Answer
$f\left( {x,y,z} \right) = z{{\rm{e}}^{{x^2}}}$ is a potential function for ${\bf{F}} = \left( {2xz{{\rm{e}}^{{x^2}}},0,{{\rm{e}}^{{x^2}}}} \right)$.
Work Step by Step
Suppose that $f$ is a potential function for ${\bf{F}}$. Then, $\nabla f = {\bf{F}} = \left( {2xz{{\rm{e}}^{{x^2}}},0,{{\rm{e}}^{{x^2}}}} \right)$.
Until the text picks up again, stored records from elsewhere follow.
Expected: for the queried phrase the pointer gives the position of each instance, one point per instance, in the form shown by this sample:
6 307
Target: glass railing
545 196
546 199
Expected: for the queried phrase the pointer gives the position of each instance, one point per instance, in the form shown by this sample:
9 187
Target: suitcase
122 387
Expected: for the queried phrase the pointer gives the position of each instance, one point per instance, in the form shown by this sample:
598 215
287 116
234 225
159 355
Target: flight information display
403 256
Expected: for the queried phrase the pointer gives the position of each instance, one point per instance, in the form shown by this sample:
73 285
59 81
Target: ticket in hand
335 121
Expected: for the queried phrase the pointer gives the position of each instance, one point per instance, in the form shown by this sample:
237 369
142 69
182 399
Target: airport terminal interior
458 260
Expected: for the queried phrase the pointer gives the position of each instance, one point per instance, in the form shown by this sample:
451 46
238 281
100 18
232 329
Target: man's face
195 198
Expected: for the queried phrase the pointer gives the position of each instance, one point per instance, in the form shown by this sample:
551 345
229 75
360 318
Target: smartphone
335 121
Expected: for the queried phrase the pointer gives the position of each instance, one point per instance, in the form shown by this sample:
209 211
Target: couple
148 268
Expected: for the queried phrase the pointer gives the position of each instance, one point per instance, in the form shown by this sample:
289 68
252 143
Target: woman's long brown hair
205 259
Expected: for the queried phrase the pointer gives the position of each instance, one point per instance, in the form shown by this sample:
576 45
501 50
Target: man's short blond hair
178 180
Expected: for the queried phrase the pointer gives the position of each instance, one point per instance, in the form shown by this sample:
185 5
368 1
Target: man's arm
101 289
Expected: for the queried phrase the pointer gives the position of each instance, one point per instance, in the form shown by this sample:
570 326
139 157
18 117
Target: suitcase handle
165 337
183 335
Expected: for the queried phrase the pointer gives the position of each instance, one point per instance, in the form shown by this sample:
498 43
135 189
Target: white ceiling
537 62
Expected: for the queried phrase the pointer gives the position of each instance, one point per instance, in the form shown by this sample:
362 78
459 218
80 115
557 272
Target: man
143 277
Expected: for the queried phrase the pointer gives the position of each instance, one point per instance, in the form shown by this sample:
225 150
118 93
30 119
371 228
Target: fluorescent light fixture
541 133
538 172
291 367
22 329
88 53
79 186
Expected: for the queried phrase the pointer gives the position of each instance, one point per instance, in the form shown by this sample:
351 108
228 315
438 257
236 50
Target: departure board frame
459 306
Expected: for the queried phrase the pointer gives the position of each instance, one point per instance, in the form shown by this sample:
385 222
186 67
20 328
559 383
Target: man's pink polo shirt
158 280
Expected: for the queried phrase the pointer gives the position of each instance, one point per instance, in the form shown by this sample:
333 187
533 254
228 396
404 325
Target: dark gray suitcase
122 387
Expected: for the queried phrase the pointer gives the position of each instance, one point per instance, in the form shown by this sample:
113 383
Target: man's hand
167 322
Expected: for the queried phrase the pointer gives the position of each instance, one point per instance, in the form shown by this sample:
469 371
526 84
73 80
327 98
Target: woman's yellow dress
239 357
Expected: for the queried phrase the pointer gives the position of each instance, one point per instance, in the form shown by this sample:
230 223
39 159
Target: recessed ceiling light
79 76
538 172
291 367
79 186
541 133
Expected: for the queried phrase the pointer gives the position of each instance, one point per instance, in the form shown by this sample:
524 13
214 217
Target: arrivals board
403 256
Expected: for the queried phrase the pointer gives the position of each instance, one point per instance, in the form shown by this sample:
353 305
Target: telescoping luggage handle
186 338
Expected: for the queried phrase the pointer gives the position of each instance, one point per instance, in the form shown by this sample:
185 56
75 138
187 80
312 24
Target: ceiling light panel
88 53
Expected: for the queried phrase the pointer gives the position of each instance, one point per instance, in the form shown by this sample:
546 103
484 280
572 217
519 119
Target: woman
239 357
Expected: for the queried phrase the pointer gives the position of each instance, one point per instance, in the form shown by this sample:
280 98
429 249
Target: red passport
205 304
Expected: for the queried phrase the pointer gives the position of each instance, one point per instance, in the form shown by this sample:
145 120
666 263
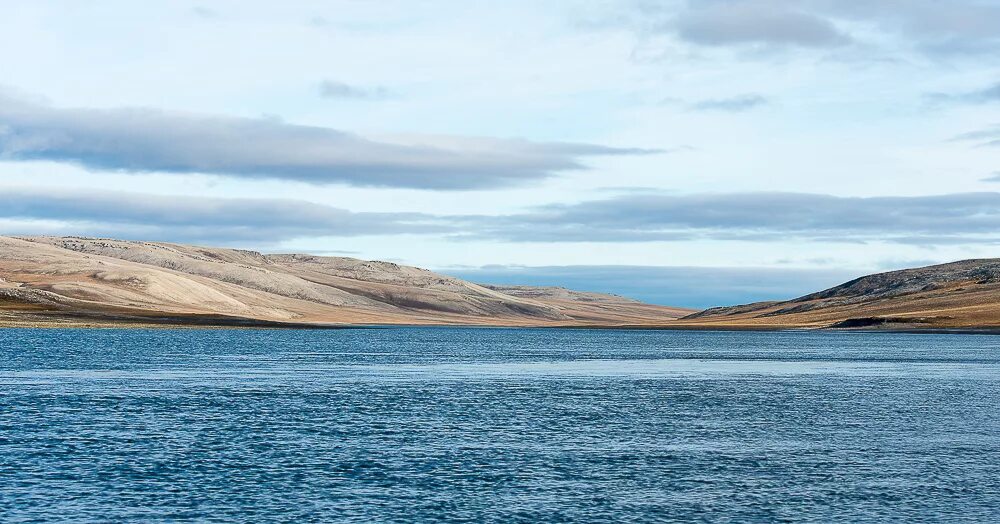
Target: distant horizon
676 142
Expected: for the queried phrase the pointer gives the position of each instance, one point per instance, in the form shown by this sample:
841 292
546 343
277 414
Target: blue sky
569 143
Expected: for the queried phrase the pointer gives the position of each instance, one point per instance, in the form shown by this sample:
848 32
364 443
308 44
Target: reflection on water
497 424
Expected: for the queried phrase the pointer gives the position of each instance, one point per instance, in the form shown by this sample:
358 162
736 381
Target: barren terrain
75 281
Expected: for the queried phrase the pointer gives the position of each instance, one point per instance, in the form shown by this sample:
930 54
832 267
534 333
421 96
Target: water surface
439 424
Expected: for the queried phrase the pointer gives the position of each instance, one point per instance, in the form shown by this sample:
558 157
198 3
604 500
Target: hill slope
73 280
962 294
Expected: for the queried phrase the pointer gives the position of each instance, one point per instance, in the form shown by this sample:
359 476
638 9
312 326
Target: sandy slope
959 295
83 280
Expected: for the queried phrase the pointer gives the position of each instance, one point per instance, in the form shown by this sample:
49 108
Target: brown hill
71 280
959 295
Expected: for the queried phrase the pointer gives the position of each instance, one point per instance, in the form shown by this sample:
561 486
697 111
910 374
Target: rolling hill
91 281
958 295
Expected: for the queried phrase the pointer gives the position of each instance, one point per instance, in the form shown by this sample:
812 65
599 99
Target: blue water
412 425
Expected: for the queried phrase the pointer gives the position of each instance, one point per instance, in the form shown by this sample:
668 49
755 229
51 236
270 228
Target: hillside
959 295
88 281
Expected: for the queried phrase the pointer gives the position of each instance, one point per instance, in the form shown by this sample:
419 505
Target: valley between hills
93 282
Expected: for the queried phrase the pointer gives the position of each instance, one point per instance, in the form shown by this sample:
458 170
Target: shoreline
99 321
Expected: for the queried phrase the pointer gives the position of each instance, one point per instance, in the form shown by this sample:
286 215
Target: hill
958 295
90 281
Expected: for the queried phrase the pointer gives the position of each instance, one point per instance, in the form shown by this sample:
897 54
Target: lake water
442 424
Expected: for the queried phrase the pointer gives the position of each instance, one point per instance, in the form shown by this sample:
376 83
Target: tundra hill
90 281
958 295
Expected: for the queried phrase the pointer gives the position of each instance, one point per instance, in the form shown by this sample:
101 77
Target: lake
512 425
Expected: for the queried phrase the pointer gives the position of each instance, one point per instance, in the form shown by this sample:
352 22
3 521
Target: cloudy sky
693 153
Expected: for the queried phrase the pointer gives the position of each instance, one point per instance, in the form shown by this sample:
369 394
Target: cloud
752 216
333 89
964 218
924 27
198 219
151 140
756 23
205 12
694 287
734 104
988 137
985 95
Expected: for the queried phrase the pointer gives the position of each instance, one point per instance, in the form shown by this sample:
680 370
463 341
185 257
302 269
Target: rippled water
415 425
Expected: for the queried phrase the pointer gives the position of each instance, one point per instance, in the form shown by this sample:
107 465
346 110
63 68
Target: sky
690 153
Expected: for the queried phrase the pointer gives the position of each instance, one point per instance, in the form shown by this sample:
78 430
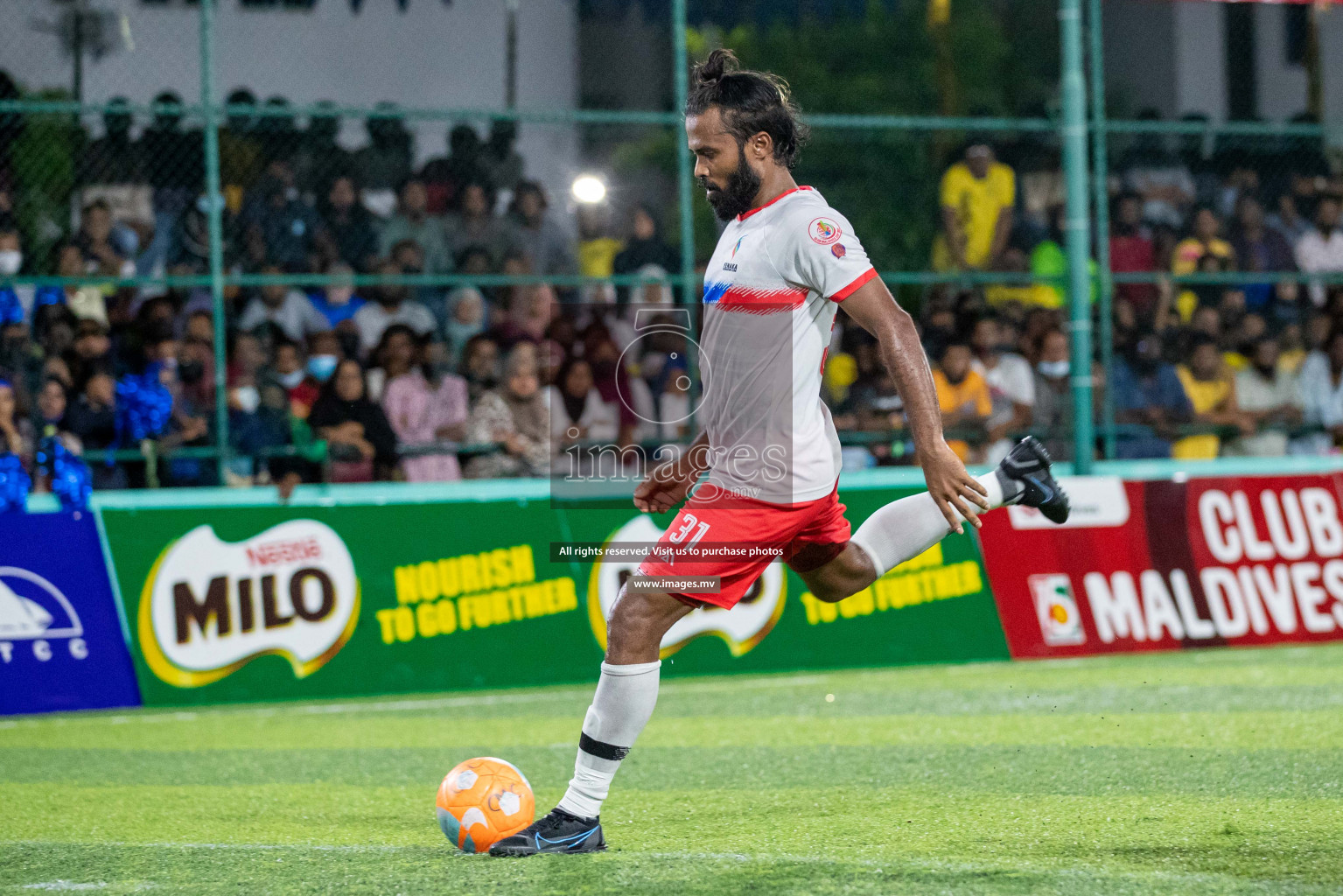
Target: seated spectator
85 301
577 410
545 243
92 351
17 434
386 160
413 222
389 304
421 407
280 225
93 419
409 256
1270 396
1131 251
285 306
499 160
1285 306
479 366
348 233
963 398
644 248
1212 396
1204 241
1322 391
1147 393
289 369
1320 250
1011 386
465 318
338 301
978 195
516 416
11 263
1259 248
246 360
1288 220
101 253
361 441
112 158
1052 411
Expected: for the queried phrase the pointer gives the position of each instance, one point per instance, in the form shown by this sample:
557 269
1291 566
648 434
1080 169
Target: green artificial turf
1215 771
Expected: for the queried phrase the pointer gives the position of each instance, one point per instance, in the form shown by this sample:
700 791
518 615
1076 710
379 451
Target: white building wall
433 55
1200 60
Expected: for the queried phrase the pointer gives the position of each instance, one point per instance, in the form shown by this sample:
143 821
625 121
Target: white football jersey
770 296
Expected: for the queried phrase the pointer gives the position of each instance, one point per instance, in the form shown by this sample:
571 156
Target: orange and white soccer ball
484 801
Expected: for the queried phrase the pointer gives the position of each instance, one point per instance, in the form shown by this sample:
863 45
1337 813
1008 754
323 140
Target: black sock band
602 750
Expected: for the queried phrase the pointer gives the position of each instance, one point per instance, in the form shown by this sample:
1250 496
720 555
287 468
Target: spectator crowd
371 378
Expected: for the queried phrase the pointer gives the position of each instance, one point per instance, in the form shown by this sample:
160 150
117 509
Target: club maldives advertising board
1167 564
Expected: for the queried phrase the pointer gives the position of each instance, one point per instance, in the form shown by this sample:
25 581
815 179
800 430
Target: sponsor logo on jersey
742 627
210 607
823 231
34 610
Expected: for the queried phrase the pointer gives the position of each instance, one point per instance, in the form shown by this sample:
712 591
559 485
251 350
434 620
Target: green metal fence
1081 128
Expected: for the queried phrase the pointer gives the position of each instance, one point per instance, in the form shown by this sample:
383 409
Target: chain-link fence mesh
369 245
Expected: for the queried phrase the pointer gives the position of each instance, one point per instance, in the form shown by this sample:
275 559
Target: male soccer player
783 265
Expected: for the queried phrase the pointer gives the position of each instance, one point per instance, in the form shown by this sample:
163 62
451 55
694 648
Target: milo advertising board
271 602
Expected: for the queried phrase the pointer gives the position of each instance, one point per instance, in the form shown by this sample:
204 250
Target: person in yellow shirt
962 396
976 211
1212 393
1190 251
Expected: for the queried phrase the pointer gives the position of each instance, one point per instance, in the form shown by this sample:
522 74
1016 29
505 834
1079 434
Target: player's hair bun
720 62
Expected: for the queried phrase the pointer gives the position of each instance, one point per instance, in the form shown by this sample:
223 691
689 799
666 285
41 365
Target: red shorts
808 535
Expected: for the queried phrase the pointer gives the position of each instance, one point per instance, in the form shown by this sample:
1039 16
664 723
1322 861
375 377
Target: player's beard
738 195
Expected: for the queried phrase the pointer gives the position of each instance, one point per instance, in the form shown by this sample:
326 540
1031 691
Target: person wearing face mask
1052 414
1270 396
479 366
517 418
285 306
93 419
963 396
363 442
1011 384
338 301
15 300
389 305
1147 393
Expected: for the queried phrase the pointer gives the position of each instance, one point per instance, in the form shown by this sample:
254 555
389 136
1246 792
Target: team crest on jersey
823 231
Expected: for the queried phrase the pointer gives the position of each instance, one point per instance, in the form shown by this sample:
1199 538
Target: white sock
622 705
906 528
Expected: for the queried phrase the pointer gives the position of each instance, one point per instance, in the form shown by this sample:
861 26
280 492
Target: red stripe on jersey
762 301
787 192
853 288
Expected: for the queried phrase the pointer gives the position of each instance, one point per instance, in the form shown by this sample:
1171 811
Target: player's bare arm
958 494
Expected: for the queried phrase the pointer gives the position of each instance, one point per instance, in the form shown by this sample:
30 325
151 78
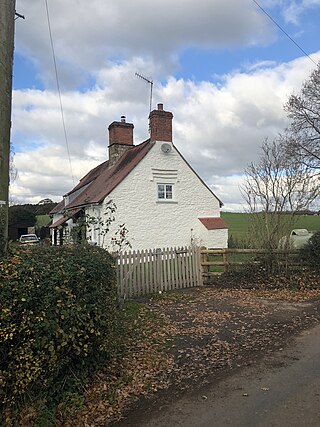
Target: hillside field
238 223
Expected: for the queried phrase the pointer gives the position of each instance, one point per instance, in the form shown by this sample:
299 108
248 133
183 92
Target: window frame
165 191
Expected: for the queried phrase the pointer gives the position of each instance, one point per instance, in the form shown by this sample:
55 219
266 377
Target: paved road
283 390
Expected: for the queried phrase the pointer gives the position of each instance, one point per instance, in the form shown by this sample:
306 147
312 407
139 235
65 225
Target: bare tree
276 188
302 137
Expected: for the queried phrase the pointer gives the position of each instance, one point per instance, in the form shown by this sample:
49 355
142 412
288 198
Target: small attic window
165 191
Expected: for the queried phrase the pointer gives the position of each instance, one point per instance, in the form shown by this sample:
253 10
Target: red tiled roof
213 223
58 208
65 218
102 179
59 222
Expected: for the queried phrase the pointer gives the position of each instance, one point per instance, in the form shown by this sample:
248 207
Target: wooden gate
150 271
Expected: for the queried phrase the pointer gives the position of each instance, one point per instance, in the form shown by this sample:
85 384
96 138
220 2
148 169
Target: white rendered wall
152 223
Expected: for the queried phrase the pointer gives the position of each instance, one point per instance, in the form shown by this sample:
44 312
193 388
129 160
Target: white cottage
158 196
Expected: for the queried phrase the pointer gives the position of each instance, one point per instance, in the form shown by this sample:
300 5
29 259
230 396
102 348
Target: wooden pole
7 15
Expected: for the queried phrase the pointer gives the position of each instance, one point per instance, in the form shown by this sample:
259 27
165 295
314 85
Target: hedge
58 320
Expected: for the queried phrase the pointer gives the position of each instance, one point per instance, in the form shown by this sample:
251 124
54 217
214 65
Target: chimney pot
120 139
160 124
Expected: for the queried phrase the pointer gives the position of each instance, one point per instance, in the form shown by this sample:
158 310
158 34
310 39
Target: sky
222 67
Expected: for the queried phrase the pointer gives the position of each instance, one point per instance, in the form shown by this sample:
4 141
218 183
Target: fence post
225 260
204 269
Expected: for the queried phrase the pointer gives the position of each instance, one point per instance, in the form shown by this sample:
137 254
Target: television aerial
149 81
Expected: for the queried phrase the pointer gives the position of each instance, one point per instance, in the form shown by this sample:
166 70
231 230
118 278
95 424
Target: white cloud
294 9
87 34
218 128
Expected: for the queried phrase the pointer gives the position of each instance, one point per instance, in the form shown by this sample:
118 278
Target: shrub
58 320
310 253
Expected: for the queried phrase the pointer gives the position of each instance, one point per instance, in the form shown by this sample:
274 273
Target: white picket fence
150 271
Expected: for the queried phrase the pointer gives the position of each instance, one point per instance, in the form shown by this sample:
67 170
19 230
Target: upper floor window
165 191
Since $\nabla f = \left( {\frac{{\partial f}}{{\partial x}},\frac{{\partial f}}{{\partial y}},\frac{{\partial f}}{{\partial z}}} \right)$, so
(1) ${\ \ \ \ \ }$ $\left( {\frac{{\partial f}}{{\partial x}},\frac{{\partial f}}{{\partial y}},\frac{{\partial f}}{{\partial z}}} \right) = \left( {2xz{{\rm{e}}^{{x^2}}},0,{{\rm{e}}^{{x^2}}}} \right)$
There exists a function $f\left( {x,y,z} \right) = z{{\rm{e}}^{{x^2}}}$ such that equation (1) is satisfied:
$\frac{{\partial f}}{{\partial x}} = 2xz{{\rm{e}}^{{x^2}}}$, ${\ \ \ \ }$ $\frac{{\partial f}}{{\partial y}} = 0$, ${\ \ \ \ }$ $\frac{{\partial f}}{{\partial z}} = {{\rm{e}}^{{x^2}}}$
So, $f\left( {x,y,z} \right) = z{{\rm{e}}^{{x^2}}}$ is a potential function for ${\bf{F}} = \left( {2xz{{\rm{e}}^{{x^2}}},0,{{\rm{e}}^{{x^2}}}} \right)$.